While the use of drugs or alcohol may have been more easily tolerated by the body in younger years (and better health), their usage results in dizziness, lack of coordination and memory issues to begin with.

Men and women over age 65, however, have a decreased ability to metabolize these substances. And drinking alcohol while taking prescription and over-the-counter medications only increases adverse reactions and the accompanying risk of a fall.

Behavioral hazards

The majority of falls for those who are frail and/or physically compromised occur in the home when they are attempting to walk or transfer—those activities required for basic mobility in a familiar environment. In healthy, active older adults, however, the majority of falls are more likely to occur away from the home.

Falls occur in the more-healthy portion of the senior population when the activity or task at hand simply exceeds the abilities of the individual attempting to perform it. This could be something that was once thought easy, such as climbing a ladder. Or it could result from carelessness such as trying to talk on a cellphone while descending stairs.

The challenge for the active, healthy senior is in modifying behavior enough to maintain a sense of independence and self-confidence, but not to the extent that it compromises mobility, leading to a decline in health.

Environmental hazards

It’s impossible to truly quantify the risk of falls due to environmental hazards as, in scientific circles, you can’t measure the risk against a control group without any hazards whatsoever. However, through self-reporting, environmental hazards are figured to play some role in one-third to one-half of all falls.

These hazards would include such things as electrical cords, poor lighting, clutter, unsecured mats, and rugs or non-skid surfaces in bathtubs. Pets, although loved, can also be dangerous—causing over 80,000 hospital visits a year.

Though certainly many of these hazards occur in combination with such things as impaired vision, substance abuse or any of the other factors listed here, they are, in many cases, preventable.

Unlike the other factors that contribute to falling, many of these hazards can be eliminated by decluttering and modifying the home to be more “senior friendly.”

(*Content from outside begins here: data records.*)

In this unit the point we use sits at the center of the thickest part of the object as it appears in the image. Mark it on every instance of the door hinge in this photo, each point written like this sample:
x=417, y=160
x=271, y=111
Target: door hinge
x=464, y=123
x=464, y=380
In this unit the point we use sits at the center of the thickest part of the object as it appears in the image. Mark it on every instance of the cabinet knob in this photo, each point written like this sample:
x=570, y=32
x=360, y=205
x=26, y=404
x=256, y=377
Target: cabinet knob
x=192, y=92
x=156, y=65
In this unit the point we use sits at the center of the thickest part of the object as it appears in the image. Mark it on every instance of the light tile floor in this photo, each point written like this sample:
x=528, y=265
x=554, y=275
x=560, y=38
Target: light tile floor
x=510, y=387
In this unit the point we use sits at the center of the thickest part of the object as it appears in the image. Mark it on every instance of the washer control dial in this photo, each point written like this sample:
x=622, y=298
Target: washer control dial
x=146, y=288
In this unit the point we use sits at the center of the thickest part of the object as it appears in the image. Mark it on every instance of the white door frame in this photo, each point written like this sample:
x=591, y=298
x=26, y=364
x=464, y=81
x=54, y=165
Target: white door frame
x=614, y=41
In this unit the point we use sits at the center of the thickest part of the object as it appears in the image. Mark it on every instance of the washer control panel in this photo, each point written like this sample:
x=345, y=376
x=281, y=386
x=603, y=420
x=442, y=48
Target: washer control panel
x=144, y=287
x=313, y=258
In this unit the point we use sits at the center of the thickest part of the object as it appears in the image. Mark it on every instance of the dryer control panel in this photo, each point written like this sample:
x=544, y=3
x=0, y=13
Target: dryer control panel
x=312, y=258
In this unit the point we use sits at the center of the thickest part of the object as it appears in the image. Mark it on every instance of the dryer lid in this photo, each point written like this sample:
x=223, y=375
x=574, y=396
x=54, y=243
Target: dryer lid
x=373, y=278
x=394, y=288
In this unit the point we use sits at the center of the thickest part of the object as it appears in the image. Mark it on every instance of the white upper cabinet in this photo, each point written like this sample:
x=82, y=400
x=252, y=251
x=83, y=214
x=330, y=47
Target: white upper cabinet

The fear of falling itself.

Finally, some 70% of people who have fallen have the fear of future falls, while even those who haven’t ever fallen may have anticipatory anxiety. Either way, the fear of falling in itself becomes a significant predictor of future falls. This occurs in up to half the people who are afraid of falling as it reduces self-confidence and limits activities, leading to further physical deterioration and a greater risk of falls.


I knew a nurse at an assisted living facility who, upon admitting a loved one, would tell family members, “When your parent falls . . .” Unfortunately, many times, it is a “when,” not an “if.” By being aware of the risk factors as early as possible and working to eliminate them, however, you can work to delay that “when” as long as possible down the gray mile.